Seungku Ahn, Kwang-Hoon Lee, Soonae Park

Abstract

Government R&D subsidies are a key policy instrument for promoting innovation among small and medium-sized enterprises (SMEs), yet their effectiveness in revitalizing marginal or zombie firms remains conceptually contested and empirically insufficiently understood. This study addresses this gap by examining the differential effects of government R&D support on the financial and technological performance of 882 marginal firms in South Korea over the period 2012–2018. Using probit and Poisson regression models, we find that government R&D subsidies exert no statistically significant influence on financial performance indicators such as sales growth, but have a positive and statistically significant effect on technological performance, measured by the generation of domestic and foreign patents. This study makes four main contributions. First, by jointly analyzing financial and technological outcomes, we identify heterogeneous effects of R&D subsidies on marginal firms and show that technological capabilities may persist even under conditions of prolonged financial distress. Second, we challenge “all-or-nothing” policy narratives that depict marginal firms as uniformly unproductive, demonstrating instead that a subset of these firms possesses latent innovative capacity that responds positively to targeted public support. Third, we advance a refined theoretical framework that helps reconcile mixed findings in prior research, arguing that limited absorptive capacity and structural market barriers constrain the commercial translation of innovation while leaving technological innovation pathways relatively intact.

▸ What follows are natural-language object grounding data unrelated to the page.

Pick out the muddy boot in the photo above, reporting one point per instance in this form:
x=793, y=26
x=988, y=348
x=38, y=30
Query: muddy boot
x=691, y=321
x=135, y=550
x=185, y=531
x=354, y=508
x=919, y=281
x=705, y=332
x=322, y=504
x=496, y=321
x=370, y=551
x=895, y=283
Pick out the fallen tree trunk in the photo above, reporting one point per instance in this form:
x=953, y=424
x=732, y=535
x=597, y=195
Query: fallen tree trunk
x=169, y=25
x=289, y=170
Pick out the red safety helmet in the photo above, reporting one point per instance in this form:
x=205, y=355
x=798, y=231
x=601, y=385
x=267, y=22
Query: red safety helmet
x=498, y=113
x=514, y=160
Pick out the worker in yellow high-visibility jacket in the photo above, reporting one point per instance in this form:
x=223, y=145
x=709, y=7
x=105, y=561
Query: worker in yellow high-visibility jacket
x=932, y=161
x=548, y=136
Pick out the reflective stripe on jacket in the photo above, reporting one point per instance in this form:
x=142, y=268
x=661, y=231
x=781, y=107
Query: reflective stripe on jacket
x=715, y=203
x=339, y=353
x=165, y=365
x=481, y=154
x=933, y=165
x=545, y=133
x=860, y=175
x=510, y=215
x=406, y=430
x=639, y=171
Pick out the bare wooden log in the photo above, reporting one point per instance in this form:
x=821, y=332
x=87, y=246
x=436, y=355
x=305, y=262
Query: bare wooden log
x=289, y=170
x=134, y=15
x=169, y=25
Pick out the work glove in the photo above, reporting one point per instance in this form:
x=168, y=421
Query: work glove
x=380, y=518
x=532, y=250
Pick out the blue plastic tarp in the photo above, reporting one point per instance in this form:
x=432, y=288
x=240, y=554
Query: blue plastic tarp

Fourth, we derive concrete policy implications by advocating for the development of integrated inter-ministerial information systems to identify and monitor marginal firms with genuine R&D potential, thereby enhancing the efficiency of resource allocation and reducing the risk of indiscriminate subsidization of persistently unproductive enterprises. Overall, our findings support a shift from uniform to differentiated innovation policy, prioritizing firms with credible recovery prospects and demonstrable innovative capacity. In doing so, the study offers a more nuanced understanding of how public R&D investment can catalyze sustainable innovation among SMEs operating at the margins of economic viability, with broader implications for innovation policy design in both emerging and advanced economies.

 

Keywords: R&D subsidies; Government R&D support; Marginal firms; Zombie firms; Financial performance; Technological performance; Patent output; Innovation performance; Small and Medium-sized Enterprises (SMEs); Absorptive capacity; Innovation policy; Public support programs; Firm-level innovation; Distressed enterprises; South Korea.